Naegleria fowleri karachi pakistan 9 10 2012Enlarge
Most cases of infection are caused by swimming in contaminated water, which can allow the brain-eating amoeba to enter the nostrils. Here, children play in a swimming pool in Karachi in June 2006. (Rizwan TABASSUM/AFP/Getty Images)

Naegleria fowleri, an amoeba that eats brain tissue, has killed at least 10 people in Pakistan in recent months, according to the World Health Organization.

All of the deaths occurred in Karachi, Pakistan's largest city, between March and September, the head of the WHO's Disease Early Warning System in Pakistan, Musa Khan, told the Associated Press.

So far no cases have been reported anywhere else in the country, Khan said – though as Reuters pointed out, some cases may have gone unreported by people unfamiliar with the infection, which has symptoms similar to meningitis.

The amoeba, or single-celled organism, is found around the world in warm, unclean, non-salty water, according to the US Centers for Disease Control and Prevention.

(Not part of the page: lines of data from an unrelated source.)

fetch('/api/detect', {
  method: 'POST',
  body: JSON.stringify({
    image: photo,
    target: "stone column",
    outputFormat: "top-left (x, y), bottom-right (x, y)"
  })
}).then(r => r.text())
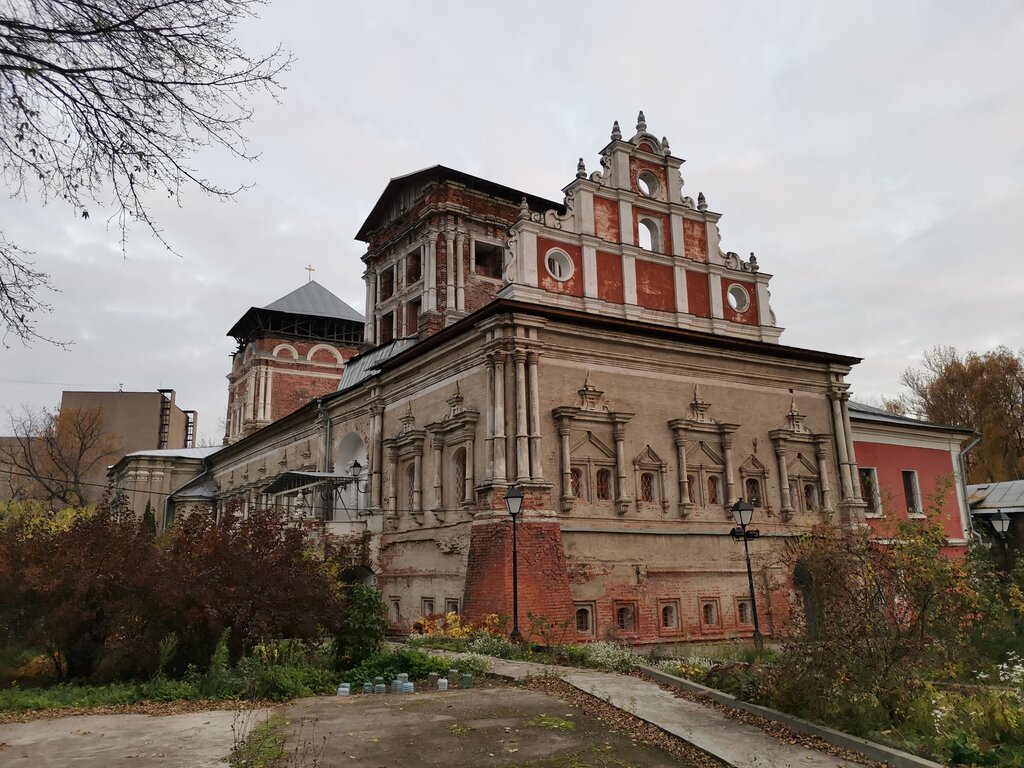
top-left (526, 351), bottom-right (544, 482)
top-left (612, 421), bottom-right (629, 514)
top-left (423, 229), bottom-right (437, 312)
top-left (455, 232), bottom-right (466, 312)
top-left (814, 437), bottom-right (831, 511)
top-left (430, 439), bottom-right (444, 511)
top-left (483, 352), bottom-right (495, 481)
top-left (722, 432), bottom-right (739, 510)
top-left (495, 349), bottom-right (508, 482)
top-left (362, 269), bottom-right (377, 344)
top-left (675, 429), bottom-right (690, 517)
top-left (512, 349), bottom-right (529, 482)
top-left (840, 399), bottom-right (861, 502)
top-left (462, 437), bottom-right (476, 504)
top-left (387, 447), bottom-right (398, 517)
top-left (775, 446), bottom-right (793, 514)
top-left (444, 229), bottom-right (455, 311)
top-left (558, 421), bottom-right (575, 506)
top-left (828, 393), bottom-right (853, 499)
top-left (370, 403), bottom-right (384, 509)
top-left (413, 451), bottom-right (423, 514)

It is not usually dangerous unless contaminated water gets up the nose – in which case, it travels up the olfactory nerve and into the brain, where it causes a severe and almost always fatal infection.

The first symptoms are headaches, fever and vomiting, which can rapidly progress to seizures and coma, according to a Stanford University factsheet. The vast majority of sufferers are dead within a week of contracting the infection.

Most cases result from swimming in contaminated water, but most of the victims in Karachi said they hadn't swum – which makes health officials fear that the amoeba may be present in tap water, The News of Pakistan reported.

The regional government has ordered that extra chlorine be added to the city's water supply, and is advising residents to disinfect their water tanks and to boil or chlorinate water before using it near their nostrils.

Naegleria fowleri cannot be transmitted person-to-person or by drinking contaminated water, according to the CDCP.